Melly tersenyum sambil menganggukan kepalanya tanda memang ia adalah pacarnya Denis.
"Berarti kamu sudah pernah bertemu Kenzo dong?" Tanya Aura lagi.
"Beberapa kali, tapi kami tidak sempat mengobrol, bahkan mungkin Kenzo tidak tahu kalau kita ini sahabatan."
"Bisa jadi, karena Kenzo tidak pernah membahas tentang itu. Kalau kamu Ge, apa yang kamu lakukan dua tahun ini?" Tanya Aura beralih kepada Gea.
"Aku, tidak ada yang spesial terjadi, aku masih seperti ini saja. Kecuali kakakku yang harus mendahuliku, dia sudah meninggal." Ucap Gea menahan tangisnya.
"Sorry Ge, aku baru tahu kabar ini. terus sekarang kamu bagaimana?" Tanya Aura memeluk Gea.
"Sekarang aku baik-baik saja, dan aku harus terus melanjutkan hidupku, tanpa kakak."

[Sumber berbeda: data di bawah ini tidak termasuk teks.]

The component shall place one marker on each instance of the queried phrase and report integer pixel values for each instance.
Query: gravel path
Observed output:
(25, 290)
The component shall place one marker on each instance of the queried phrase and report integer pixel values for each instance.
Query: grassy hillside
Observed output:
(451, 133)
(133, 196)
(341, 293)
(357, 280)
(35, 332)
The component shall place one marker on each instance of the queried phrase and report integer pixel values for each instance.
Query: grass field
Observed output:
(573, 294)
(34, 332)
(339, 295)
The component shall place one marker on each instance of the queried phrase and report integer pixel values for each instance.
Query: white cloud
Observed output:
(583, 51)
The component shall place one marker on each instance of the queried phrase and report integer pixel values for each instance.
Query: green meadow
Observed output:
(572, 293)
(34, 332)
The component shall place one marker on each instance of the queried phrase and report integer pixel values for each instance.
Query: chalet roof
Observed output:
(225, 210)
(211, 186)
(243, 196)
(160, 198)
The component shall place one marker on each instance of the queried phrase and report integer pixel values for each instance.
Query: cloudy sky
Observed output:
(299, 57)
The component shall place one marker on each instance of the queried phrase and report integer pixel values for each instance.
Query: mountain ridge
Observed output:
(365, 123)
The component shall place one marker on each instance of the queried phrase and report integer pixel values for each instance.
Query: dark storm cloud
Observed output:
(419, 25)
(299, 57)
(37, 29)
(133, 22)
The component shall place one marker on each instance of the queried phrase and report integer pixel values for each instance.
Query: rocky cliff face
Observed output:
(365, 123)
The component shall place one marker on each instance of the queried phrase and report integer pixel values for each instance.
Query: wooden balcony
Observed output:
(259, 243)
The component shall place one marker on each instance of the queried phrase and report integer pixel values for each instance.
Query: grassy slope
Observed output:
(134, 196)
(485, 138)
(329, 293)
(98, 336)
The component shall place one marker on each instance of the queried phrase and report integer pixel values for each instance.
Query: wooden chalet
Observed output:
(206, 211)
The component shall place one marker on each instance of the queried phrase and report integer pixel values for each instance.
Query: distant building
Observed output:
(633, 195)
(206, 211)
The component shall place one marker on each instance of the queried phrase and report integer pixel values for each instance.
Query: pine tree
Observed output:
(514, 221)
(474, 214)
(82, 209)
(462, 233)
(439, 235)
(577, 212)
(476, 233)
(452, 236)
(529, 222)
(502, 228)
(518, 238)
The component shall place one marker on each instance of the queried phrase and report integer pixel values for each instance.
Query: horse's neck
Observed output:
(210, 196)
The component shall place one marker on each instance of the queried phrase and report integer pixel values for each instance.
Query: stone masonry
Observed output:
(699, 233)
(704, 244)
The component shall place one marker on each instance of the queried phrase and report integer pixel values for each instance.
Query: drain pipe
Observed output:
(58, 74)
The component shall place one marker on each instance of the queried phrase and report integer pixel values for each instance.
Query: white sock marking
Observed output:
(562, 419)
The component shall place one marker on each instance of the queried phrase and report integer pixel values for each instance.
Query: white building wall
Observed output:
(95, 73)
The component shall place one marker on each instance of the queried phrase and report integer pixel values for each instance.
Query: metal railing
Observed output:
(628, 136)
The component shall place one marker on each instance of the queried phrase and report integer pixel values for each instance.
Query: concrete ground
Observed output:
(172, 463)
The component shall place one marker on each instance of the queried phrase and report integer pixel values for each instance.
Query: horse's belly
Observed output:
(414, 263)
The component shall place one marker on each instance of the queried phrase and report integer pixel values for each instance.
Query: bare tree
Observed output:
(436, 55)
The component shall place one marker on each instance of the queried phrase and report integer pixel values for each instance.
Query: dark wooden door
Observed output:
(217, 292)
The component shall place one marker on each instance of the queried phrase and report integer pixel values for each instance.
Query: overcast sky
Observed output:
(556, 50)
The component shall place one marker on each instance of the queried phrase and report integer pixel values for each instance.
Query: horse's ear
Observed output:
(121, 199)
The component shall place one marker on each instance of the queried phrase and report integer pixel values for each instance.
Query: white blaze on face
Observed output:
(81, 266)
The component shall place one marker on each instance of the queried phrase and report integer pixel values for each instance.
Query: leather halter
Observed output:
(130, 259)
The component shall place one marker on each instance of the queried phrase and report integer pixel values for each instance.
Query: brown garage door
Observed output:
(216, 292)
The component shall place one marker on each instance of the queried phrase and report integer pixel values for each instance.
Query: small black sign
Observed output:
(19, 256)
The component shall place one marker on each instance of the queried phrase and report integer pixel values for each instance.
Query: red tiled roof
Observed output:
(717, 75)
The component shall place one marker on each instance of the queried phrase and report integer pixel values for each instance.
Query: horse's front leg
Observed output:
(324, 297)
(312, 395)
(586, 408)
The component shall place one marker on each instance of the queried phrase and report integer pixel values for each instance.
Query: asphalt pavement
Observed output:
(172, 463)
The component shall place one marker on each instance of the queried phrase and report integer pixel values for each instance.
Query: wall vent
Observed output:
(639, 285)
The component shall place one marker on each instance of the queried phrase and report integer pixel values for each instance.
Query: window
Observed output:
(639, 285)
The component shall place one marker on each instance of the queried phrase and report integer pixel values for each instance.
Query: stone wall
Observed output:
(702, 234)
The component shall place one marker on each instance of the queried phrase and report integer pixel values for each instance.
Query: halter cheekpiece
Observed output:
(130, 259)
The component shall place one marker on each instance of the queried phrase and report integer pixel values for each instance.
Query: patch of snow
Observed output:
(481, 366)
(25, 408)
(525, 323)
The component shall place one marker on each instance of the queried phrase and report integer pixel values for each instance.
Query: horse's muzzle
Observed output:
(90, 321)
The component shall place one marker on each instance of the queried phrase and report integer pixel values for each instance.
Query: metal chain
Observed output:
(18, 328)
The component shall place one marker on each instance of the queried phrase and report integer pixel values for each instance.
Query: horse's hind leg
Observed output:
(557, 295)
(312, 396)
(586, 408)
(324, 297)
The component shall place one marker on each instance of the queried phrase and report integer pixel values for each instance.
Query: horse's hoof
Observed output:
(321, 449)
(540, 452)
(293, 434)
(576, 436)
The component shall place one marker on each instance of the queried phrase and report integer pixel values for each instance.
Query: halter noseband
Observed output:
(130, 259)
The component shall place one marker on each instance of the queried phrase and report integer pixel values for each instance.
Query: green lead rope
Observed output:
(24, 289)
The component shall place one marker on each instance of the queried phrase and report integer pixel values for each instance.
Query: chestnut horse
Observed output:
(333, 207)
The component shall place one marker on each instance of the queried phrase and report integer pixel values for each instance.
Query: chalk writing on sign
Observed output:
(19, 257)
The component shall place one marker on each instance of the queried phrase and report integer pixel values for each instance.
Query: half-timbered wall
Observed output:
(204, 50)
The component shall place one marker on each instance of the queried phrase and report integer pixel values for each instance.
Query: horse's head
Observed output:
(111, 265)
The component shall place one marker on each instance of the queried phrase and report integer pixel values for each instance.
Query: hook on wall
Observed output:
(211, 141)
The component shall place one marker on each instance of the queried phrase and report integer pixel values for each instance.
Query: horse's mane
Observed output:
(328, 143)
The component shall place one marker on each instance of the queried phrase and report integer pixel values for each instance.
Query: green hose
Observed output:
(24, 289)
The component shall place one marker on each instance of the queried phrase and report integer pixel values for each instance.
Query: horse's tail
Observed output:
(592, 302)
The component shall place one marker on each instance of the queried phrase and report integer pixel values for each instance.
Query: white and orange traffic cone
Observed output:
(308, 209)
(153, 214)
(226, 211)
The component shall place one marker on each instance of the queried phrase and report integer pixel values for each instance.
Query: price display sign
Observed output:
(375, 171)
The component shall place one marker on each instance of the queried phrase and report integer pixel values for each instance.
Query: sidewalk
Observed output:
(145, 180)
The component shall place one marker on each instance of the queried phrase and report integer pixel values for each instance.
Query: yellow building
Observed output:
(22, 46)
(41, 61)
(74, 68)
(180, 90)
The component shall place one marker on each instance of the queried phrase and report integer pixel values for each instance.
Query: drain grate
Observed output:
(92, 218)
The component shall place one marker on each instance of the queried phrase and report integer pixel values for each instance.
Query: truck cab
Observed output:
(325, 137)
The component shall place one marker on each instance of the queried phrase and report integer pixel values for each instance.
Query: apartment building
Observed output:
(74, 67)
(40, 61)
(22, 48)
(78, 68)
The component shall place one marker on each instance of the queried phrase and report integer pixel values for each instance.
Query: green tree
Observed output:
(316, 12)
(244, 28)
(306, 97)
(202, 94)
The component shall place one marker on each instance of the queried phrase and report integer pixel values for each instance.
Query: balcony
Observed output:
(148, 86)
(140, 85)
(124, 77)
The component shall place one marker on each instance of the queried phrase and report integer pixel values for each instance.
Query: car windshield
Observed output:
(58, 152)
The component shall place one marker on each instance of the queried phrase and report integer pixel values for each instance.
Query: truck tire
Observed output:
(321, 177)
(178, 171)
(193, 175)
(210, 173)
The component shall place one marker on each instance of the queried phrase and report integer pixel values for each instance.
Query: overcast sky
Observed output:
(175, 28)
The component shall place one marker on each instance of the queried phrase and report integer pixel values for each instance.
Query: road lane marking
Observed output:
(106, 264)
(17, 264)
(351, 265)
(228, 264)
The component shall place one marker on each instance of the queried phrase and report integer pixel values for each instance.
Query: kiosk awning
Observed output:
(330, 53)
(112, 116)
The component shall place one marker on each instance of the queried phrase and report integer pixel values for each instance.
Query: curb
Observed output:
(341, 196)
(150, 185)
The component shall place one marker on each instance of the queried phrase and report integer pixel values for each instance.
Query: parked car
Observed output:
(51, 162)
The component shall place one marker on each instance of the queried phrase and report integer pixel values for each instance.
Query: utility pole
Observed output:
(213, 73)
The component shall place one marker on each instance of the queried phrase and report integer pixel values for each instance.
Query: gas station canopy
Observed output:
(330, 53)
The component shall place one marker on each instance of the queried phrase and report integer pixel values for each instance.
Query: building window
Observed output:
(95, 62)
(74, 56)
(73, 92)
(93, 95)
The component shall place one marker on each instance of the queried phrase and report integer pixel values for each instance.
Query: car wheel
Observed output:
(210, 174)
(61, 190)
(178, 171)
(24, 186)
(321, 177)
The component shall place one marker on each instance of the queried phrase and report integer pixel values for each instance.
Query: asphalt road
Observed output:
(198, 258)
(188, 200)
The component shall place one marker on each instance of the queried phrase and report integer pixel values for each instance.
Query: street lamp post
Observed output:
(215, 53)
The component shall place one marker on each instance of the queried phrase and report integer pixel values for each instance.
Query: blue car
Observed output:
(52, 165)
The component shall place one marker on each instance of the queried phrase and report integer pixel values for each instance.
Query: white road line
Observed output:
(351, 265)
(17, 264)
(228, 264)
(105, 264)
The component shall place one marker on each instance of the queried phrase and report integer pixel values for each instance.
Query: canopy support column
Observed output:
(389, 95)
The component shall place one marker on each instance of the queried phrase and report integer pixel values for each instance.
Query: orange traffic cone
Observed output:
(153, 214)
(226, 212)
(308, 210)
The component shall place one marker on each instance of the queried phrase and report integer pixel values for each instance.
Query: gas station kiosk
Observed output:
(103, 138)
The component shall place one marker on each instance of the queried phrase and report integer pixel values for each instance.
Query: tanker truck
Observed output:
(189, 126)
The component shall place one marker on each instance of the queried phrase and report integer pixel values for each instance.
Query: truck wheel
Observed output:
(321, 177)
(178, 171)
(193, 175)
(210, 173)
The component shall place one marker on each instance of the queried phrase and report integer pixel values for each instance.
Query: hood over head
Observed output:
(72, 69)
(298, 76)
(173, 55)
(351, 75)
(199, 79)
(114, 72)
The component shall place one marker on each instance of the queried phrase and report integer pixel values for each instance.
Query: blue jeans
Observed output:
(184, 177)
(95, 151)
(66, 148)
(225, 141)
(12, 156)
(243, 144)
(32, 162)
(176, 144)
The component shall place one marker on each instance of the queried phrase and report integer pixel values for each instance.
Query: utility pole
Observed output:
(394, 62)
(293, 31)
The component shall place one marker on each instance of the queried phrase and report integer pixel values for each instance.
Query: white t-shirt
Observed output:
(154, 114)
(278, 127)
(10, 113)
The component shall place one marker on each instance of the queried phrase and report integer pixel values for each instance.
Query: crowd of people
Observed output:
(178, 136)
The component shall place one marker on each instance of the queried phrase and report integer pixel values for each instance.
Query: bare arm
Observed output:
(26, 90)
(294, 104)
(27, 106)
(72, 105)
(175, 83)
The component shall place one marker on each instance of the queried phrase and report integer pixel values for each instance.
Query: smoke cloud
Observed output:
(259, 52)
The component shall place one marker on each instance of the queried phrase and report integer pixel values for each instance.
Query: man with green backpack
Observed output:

"Kamu kuat Ge, kamu bisa lalui ini semua." Ucap Aura memberi semangat untuk Gea.
Melihat Gea, Aura seperti melihat dirinya sendiri, diapun harus melakukan seperti ucapannya tadi. Aura sangat tahu arti kakak untuk Gea, itu segalanya. Kehilangan kakak, seperti kehilangan sebelah tangan untuk genggamannya. Aura merasakan itu semua.
"Terima kasih Ra, mulai sekarang kita bisa kumpul bertiga lagi. karena aku sudah memutuskan untuk tinggal disini." Gea meneruskan bercerita tentang kepindahannya, namun dia tidak menceritakan tentang pertemuan dengan Kenzo.
"Oh ya Ge, ceritakan tentang pria anting itu, bukankah kamu sudah bertemu dengannya?" Tanya Aura, dia sangat penasaran karena Gea belum menceritakan secara menyeluruh tentang itu.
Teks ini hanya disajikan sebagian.